= Cytoarchitecture =

Microscopic study of the anatomy of human nervous tissue

The human cerebral cortex divided into Brodmann areas on the basis of cytoarchitecture.

Cytoarchitecture (from Greek κύτος 'cell' and ἀρχιτεκτονική 'architecture'), also known as cytoarchitectonics, is the study of the cellular composition of the central nervous system's tissues under the microscope. Cytoarchitectonics is one of the ways to parse the brain, by obtaining sections of the brain using a microtome and staining them with chemical agents which reveal where different neurons are located.

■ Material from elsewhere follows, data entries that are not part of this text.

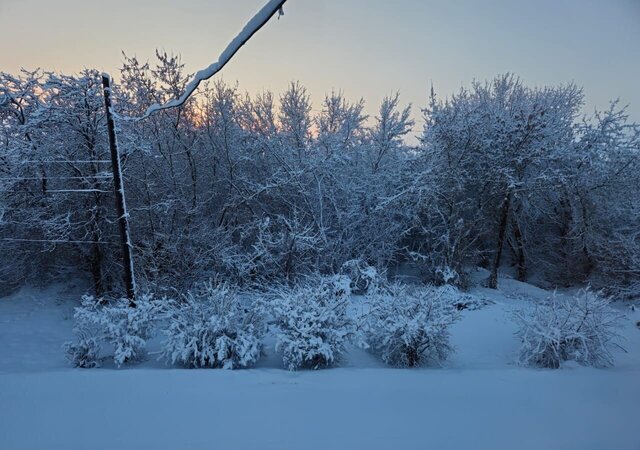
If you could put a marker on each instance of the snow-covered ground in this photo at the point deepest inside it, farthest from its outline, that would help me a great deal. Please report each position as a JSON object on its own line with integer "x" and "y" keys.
{"x": 478, "y": 400}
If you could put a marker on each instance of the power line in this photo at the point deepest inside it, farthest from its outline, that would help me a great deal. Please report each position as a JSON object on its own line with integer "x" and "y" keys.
{"x": 55, "y": 178}
{"x": 69, "y": 161}
{"x": 56, "y": 241}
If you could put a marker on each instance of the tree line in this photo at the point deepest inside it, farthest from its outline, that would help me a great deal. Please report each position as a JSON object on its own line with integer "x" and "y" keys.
{"x": 260, "y": 188}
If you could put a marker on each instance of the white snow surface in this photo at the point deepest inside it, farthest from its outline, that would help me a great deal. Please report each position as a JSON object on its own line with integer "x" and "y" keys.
{"x": 478, "y": 400}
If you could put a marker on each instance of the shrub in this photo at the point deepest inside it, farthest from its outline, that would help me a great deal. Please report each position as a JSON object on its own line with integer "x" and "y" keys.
{"x": 85, "y": 353}
{"x": 363, "y": 277}
{"x": 409, "y": 328}
{"x": 126, "y": 329}
{"x": 211, "y": 328}
{"x": 582, "y": 328}
{"x": 312, "y": 322}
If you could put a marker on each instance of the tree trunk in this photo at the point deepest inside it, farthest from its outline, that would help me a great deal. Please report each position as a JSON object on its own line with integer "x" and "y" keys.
{"x": 519, "y": 250}
{"x": 502, "y": 232}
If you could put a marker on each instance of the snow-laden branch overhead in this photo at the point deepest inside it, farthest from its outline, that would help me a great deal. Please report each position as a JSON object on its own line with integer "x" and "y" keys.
{"x": 257, "y": 22}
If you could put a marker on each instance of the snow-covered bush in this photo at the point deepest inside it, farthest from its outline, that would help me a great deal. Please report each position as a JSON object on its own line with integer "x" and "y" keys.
{"x": 126, "y": 329}
{"x": 212, "y": 328}
{"x": 312, "y": 322}
{"x": 84, "y": 353}
{"x": 410, "y": 327}
{"x": 363, "y": 276}
{"x": 581, "y": 328}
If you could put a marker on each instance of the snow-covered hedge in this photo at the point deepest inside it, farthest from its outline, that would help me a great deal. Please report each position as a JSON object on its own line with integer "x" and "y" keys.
{"x": 211, "y": 328}
{"x": 410, "y": 327}
{"x": 581, "y": 328}
{"x": 124, "y": 328}
{"x": 312, "y": 324}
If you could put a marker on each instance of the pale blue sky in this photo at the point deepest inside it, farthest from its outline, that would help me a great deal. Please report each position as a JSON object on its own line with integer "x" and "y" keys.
{"x": 366, "y": 48}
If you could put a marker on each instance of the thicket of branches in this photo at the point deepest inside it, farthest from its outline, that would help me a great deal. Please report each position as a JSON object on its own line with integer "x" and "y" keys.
{"x": 259, "y": 188}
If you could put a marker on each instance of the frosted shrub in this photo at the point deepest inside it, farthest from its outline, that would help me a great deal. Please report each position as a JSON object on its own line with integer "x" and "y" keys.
{"x": 85, "y": 352}
{"x": 582, "y": 328}
{"x": 409, "y": 328}
{"x": 363, "y": 276}
{"x": 126, "y": 329}
{"x": 312, "y": 322}
{"x": 211, "y": 328}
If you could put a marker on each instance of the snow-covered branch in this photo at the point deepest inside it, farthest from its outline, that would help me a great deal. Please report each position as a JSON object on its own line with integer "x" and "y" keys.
{"x": 252, "y": 27}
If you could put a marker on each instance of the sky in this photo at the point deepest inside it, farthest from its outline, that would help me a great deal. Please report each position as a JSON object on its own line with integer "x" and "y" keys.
{"x": 366, "y": 48}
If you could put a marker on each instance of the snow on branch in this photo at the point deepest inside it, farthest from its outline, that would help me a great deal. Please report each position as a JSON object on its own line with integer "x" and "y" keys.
{"x": 257, "y": 22}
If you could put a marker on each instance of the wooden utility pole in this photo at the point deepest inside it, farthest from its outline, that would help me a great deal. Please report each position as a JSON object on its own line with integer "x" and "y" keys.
{"x": 121, "y": 205}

The study of the parcellation of nerve fibers (primarily axons) into layers forms the subject of myeloarchitectonics (from Greek μυελός 'marrow' and ἀρχιτεκτονική 'architecture'), an approach complementary to cytoarchitectonics.

== History of the cerebral cytoarchitecture ==
Defining cerebral cytoarchitecture began with the advent of histology—the science of slicing and staining brain slices for examination. It is credited to the Viennese psychiatrist Theodor Meynert (1833–1892), who in 1867 noticed regional variations in the histological structure of different parts of the gray matter in the cerebral hemispheres.

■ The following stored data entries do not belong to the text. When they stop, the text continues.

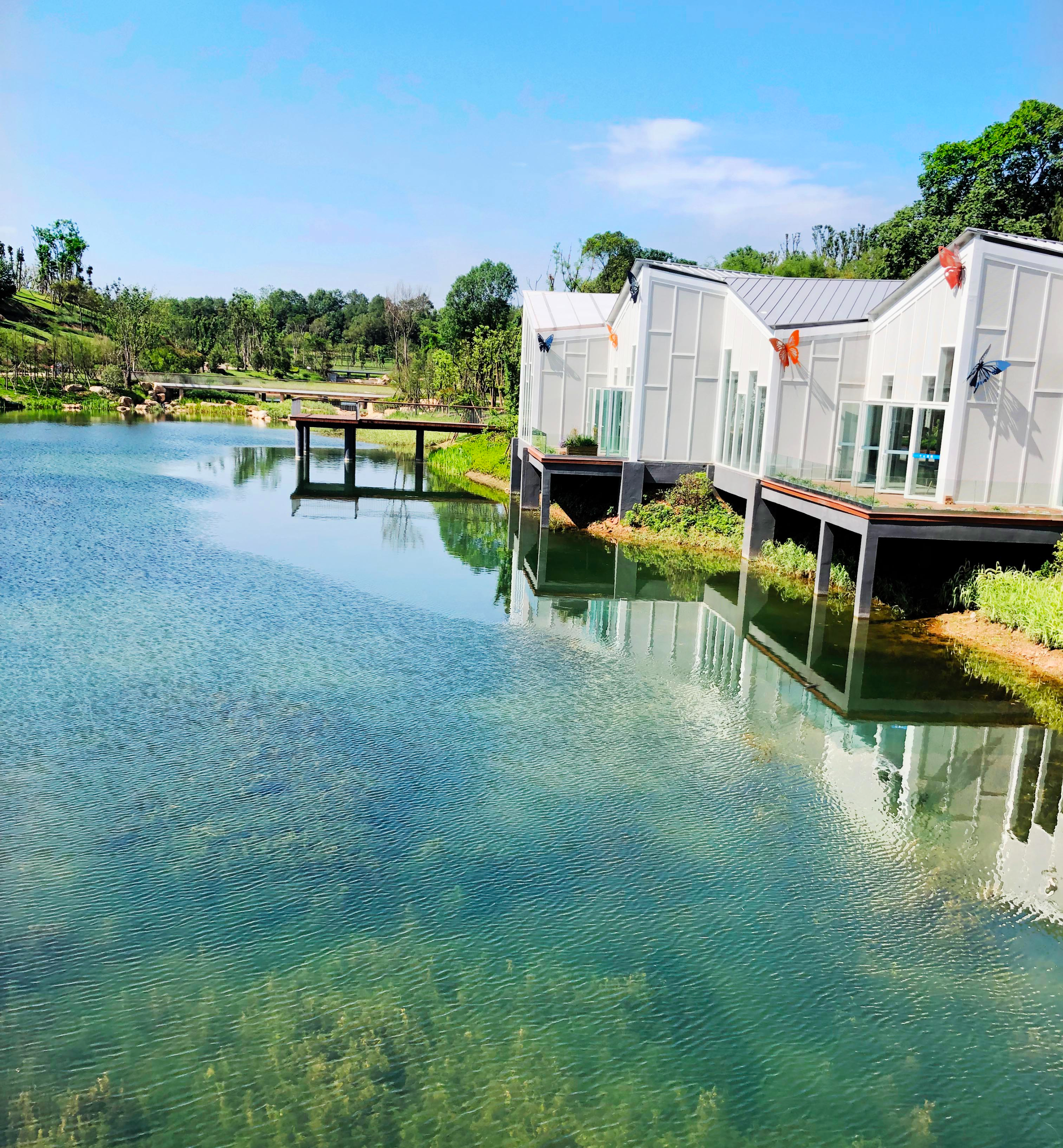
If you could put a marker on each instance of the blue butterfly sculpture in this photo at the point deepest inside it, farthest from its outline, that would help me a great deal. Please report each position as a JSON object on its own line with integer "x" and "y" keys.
{"x": 633, "y": 287}
{"x": 982, "y": 371}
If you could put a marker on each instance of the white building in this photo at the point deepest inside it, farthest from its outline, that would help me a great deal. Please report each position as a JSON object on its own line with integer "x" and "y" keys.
{"x": 683, "y": 370}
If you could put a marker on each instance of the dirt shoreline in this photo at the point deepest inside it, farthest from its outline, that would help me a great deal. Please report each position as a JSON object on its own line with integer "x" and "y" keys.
{"x": 1000, "y": 643}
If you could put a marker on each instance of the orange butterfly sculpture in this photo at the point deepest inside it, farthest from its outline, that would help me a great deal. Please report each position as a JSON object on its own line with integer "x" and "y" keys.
{"x": 788, "y": 351}
{"x": 953, "y": 267}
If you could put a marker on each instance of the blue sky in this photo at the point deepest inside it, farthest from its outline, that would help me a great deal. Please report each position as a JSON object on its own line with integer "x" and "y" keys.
{"x": 205, "y": 146}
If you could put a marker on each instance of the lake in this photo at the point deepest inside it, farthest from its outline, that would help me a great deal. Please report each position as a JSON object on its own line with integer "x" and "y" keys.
{"x": 390, "y": 821}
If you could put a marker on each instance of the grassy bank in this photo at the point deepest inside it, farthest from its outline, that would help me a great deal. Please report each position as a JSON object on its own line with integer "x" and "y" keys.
{"x": 1027, "y": 601}
{"x": 484, "y": 454}
{"x": 692, "y": 516}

Paul Flechsig was the first to present the cytoarchitecture of the human brain into 40 areas. Alfred Walter Campbell then divided it into 14 areas.

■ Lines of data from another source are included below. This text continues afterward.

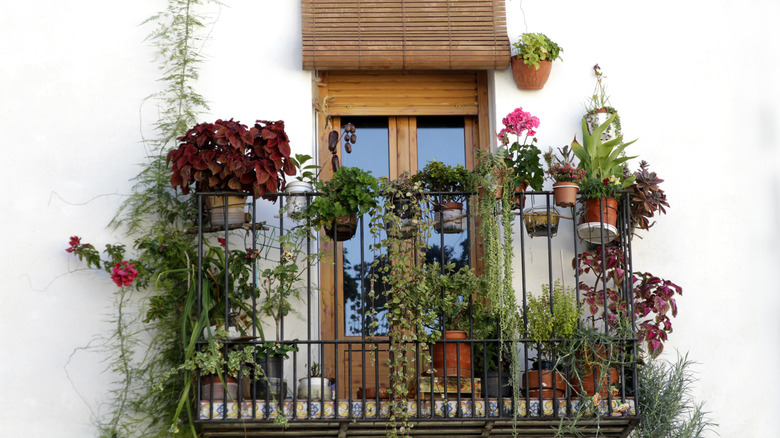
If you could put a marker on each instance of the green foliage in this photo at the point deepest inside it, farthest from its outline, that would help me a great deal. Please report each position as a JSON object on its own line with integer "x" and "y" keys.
{"x": 535, "y": 47}
{"x": 282, "y": 283}
{"x": 448, "y": 293}
{"x": 546, "y": 321}
{"x": 600, "y": 160}
{"x": 438, "y": 177}
{"x": 667, "y": 407}
{"x": 350, "y": 190}
{"x": 396, "y": 279}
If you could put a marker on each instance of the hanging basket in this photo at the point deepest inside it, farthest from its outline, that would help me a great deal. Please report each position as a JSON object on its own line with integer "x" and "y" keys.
{"x": 346, "y": 227}
{"x": 528, "y": 77}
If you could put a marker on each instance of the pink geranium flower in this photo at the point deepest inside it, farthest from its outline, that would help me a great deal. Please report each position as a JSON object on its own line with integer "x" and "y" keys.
{"x": 123, "y": 273}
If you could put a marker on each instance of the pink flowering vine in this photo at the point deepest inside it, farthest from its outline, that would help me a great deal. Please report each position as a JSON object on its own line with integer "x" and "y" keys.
{"x": 124, "y": 273}
{"x": 518, "y": 122}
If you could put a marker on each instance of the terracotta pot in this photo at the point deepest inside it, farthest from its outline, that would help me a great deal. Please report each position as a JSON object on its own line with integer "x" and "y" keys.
{"x": 566, "y": 194}
{"x": 591, "y": 229}
{"x": 449, "y": 218}
{"x": 528, "y": 77}
{"x": 454, "y": 350}
{"x": 588, "y": 385}
{"x": 518, "y": 199}
{"x": 531, "y": 382}
{"x": 609, "y": 210}
{"x": 235, "y": 210}
{"x": 346, "y": 227}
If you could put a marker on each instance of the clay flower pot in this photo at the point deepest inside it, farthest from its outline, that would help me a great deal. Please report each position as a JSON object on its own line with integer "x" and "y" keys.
{"x": 566, "y": 194}
{"x": 346, "y": 227}
{"x": 548, "y": 387}
{"x": 592, "y": 228}
{"x": 528, "y": 77}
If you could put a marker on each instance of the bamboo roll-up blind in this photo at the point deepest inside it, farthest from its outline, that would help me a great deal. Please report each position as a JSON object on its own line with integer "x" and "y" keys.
{"x": 404, "y": 35}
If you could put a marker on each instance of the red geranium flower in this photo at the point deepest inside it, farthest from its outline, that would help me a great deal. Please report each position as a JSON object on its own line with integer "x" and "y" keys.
{"x": 124, "y": 273}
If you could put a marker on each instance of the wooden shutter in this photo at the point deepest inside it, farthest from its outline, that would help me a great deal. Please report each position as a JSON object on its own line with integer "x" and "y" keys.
{"x": 404, "y": 35}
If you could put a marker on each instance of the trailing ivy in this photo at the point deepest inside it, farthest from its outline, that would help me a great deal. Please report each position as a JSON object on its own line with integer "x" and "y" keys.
{"x": 154, "y": 215}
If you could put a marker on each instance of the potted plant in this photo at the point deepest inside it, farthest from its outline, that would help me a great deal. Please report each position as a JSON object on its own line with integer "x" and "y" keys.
{"x": 521, "y": 158}
{"x": 449, "y": 295}
{"x": 551, "y": 317}
{"x": 218, "y": 366}
{"x": 450, "y": 185}
{"x": 402, "y": 198}
{"x": 350, "y": 193}
{"x": 299, "y": 191}
{"x": 566, "y": 175}
{"x": 533, "y": 59}
{"x": 599, "y": 110}
{"x": 226, "y": 156}
{"x": 315, "y": 386}
{"x": 603, "y": 163}
{"x": 647, "y": 198}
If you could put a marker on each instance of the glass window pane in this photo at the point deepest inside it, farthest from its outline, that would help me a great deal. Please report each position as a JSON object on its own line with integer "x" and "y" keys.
{"x": 370, "y": 152}
{"x": 443, "y": 139}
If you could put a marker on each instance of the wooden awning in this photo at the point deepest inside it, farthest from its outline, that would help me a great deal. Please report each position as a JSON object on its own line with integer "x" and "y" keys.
{"x": 404, "y": 35}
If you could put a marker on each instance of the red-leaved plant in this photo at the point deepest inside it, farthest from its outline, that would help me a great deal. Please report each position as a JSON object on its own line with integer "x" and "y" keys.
{"x": 228, "y": 156}
{"x": 653, "y": 296}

Sir Grafton Elliot Smith (1871–1937), a New South Wales native working in Cairo, identified 50 areas. Korbinian Brodmann worked on the brains of diverse mammalian species and developed a division of the cerebral cortex into 52 discrete areas (of which 44 in the human, and the remaining 8 in the non-human primate brain). Brodmann used numbers to categorize the different architectural areas, now referred to as a Brodmann Area, and he believed that each of these regions served a unique functional purpose.

Constantin von Economo and Georg N. Koskinas, two neurologists in Vienna, produced a landmark work in brain research by defining 107 cortical areas on the basis of cytoarchitectonic criteria. They used letters to categorize the architecture, e.g., "F" for areas of the frontal lobe.

== The Nissl staining technique ==
The Nissl staining technique (named for Franz Nissl the neuroscientist and histologist who originated the technique) is commonly used for determining the cytoarchitectonics of neuroanatomical structures, using common agents such as thionine, cresyl violet, or neutral red. These dyes intensely stain "Nissl bodies" (rough endoplasmic reticulum), which are abundant in neurons and reveal specific patterns of cytoarchitecture in the brain. Other common staining techniques used by histologists in other tissues (such as the hematoxylin and eosin or "H&E stain") leave brain tissue appearing largely homogeneous and do not reveal the level of organization apparent in a Nissl stain. Nissl staining reveals details ranging from the macroscopic, such as the laminar pattern of the cerebral cortex or the interlocking nuclear patterns of the diencephalon and brainstem, to the microscopic, such as the distinctions between individual neurons and glia in any subregion of the central nervous system. Many other neuroanatomic and cytoarchitectonic techniques are available to supplement Nissl cytoarchitectonics, including immunohistochemistry and in situ hybridization, which allow one to label any gene or protein expressed in any group of cells in the brain. However, Nissl cytoarchitecture remains a reliable, inexpensive, and familiar starting or reference point for neuroscientists wishing to examine or communicate their findings in a widely recognized anatomical framework and/or in reference to neuroanatomical atlases which use the same technique.